Rebuilding Place in the Urban Space

"A community’s physical form, rather than its land uses, is its most intrinsic and enduring characteristic." [Katz, EPA] This blog focuses on place and placemaking and all that makes it work--historic preservation, urban design, transportation, asset-based community development, arts & cultural development, commercial district revitalization, tourism & destination development, and quality of life advocacy--along with doses of civic engagement and good governance watchdogging.

Friday, July 22, 2011

Bad design kills

The Huffington Post reports, "Grieving Mother Faces 36 Months In Jail For Jaywalking After Son Is Killed By Hit-And-Run Driver," about a tragic story in Marietta, Georgia, about how a mother (Raquel Nelson) whose child was hit by a car and died while crossing the street after getting off a bus is being charged with jaywalking and could serve more time in jail than the possibly drunk driver who committed the hit and run and who later spent months in jail for the death.

From the article:

Nelson had taken her children with her to shop for groceries and supplies for her upcoming birthday party. The working mother and college student regularly took public transportation, but she and her kids missed their intended bus that night, putting them an hour behind schedule. The bus they caught pulled up to their stop after nightfall, and Nelson stepped off, clutching her kids' hands through the shopping bags wrapped around her wrists. Nelson's apartment complex sits across the street from the bus stop, but the nearest crosswalk is three-tenths of a mile away. So Nelson did what everyone who uses that bus stop does, and what the other disembarking passengers all did that night: She crossed one side of the divided highway to the median, where she waited for a break in the traffic.

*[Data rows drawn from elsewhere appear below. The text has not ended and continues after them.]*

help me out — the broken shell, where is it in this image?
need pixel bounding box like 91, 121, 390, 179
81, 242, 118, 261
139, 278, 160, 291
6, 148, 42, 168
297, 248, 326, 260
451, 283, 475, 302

Three tenths of a mile is 1,584 feet. In DC that would be a little less than four blocks in distance. The round trip then from the bus stop to the intersection and back to the apartment complex would be 8 blocks. Imagine making that trip with young children, when you're tired, etc.

The problem here is in large part one of design, that the bus doesn't stop at a crosswalk, or that a mid-block crosswalk hasn't been put in a location of high demand.

As it says in the State of Maryland Bike and Ped Design Guidelines section on roadway crossing design:

The locations of bus stops and marked crosswalks should be coordinated. ... Convenience: Crosswalks should be located to provide the most direct connection between destinations.

A couple of years ago, when discussing a similar kind of death in Florida, when a teenager was running across traffic in order to reach the bus before it left, the then director of the Baltimore County Office of Planning made the point that given often infrequent bus service, people will take risks to get to the bus, in order to not have to wait. He was a lot more empathetic than I expected him to be, but these are the kinds of issues that ought to be addressed in considering these problems.

As said on the SF Bay Area Metropolitan Transportation Commission website:

Pedestrians are unlikely to walk to an intersection if it is a block or more away from the bus stop. Therefore, it is important to provide pedestrian crossings at bus stops, especially if there are pedestrian generators across the street.

Raquel Nelson could well be going to jail because of design failures committed by the local transit system and local and state highway departments.

But given that the Georgia DOT refers to sidewalks as "accident recovery zones" where drivers of out of control cars have the space to get their bearings, this shouldn't be seen as a surprise.